= Hipódromo (Asunción) =

Neighbourhood in Asunción, Paraguay

Hipódromo is a barrio (neighbourhood) of Asunción, the capital of Paraguay. It's a relatively new neighbourhood with a population of 8,348 people, and provides one of the biggest green areas in Asunción. The name comes from the Spanish meaning of the word Hippodrome, which stands for "horse racetrack". This is because the largest horse racetrack in Paraguay, the Hipódromo de Asunción, lies within this barrio.

The name of the streets generally carry the name of characteristic trees from the Paraguayan countryside (such as Yvyrapytá, Quebracho and Paraíso) or the name of native tribes of South America (Carios, Guaraníes and Incas).

This barrio is home to a large number of open areas of recreational uses, such as small parks and plazas. Besides having the Jockey Club other important institutions reside in Hipódromo, such as the Institute of Superior Teaching (Instituto Superior de Enseñanza), the National School of Physical Education (Escuela Nacional de Educación Física), National Sports Council (Consejo Nacional de Deportes) and the Paraguayan Tennis Association (Asociación Paraguaya de Tenis).

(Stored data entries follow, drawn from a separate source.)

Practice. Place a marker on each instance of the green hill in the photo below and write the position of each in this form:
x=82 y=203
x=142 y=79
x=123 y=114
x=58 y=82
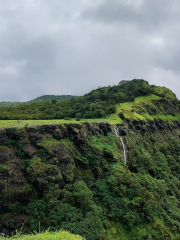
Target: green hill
x=66 y=168
x=62 y=235
x=52 y=97
x=97 y=104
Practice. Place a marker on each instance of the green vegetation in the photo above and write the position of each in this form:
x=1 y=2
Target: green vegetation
x=98 y=104
x=52 y=97
x=62 y=235
x=9 y=104
x=69 y=172
x=86 y=188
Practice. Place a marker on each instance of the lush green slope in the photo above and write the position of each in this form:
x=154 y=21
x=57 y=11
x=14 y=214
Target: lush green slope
x=69 y=174
x=9 y=104
x=53 y=97
x=73 y=177
x=98 y=103
x=62 y=235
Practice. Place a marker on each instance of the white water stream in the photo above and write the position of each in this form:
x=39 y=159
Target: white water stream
x=117 y=134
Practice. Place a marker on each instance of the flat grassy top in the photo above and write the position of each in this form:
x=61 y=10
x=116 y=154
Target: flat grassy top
x=126 y=108
x=62 y=235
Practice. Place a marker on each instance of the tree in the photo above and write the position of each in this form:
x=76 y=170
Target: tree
x=53 y=101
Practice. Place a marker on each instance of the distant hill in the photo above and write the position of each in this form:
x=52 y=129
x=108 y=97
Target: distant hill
x=9 y=104
x=99 y=103
x=51 y=97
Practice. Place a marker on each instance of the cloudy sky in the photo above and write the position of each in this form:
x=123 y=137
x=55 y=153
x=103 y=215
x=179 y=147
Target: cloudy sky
x=71 y=47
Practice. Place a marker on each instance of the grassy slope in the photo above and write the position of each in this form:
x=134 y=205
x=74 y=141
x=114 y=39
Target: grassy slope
x=126 y=108
x=62 y=235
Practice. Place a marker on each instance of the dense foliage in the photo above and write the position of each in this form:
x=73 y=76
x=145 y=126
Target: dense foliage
x=102 y=198
x=96 y=104
x=53 y=97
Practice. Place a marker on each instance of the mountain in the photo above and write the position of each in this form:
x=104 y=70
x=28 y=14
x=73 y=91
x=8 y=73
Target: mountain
x=114 y=177
x=52 y=97
x=102 y=103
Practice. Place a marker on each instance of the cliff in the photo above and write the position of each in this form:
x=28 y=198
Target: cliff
x=73 y=176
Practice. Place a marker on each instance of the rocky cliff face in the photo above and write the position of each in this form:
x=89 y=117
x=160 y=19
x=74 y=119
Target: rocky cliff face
x=50 y=163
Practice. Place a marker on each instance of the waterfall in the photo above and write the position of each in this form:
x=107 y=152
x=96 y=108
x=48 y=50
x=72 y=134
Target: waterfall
x=117 y=134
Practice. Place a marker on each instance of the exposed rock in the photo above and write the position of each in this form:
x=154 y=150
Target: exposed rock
x=2 y=135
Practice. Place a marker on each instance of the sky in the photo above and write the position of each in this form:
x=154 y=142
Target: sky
x=71 y=47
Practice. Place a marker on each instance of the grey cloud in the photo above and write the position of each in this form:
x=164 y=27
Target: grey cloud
x=149 y=13
x=70 y=47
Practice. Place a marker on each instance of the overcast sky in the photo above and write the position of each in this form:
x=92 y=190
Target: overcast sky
x=71 y=47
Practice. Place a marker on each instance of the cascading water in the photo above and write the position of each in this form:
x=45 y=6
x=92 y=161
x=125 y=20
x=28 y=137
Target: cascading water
x=117 y=134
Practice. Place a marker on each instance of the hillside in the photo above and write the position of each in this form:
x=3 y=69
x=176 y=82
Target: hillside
x=52 y=97
x=62 y=235
x=71 y=174
x=100 y=104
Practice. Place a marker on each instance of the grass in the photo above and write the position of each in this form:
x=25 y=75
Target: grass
x=62 y=235
x=126 y=108
x=106 y=142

One of the most particular sites of this barrio is the "Champions Village" section. The residents of this village are the former players of the women's Paraguay national basketball team that won the 1952 and 1962 Women's South American Championships. The village was built in the early 1970s, when then President Alfredo Stroessner recognized the merit of the players by building them houses.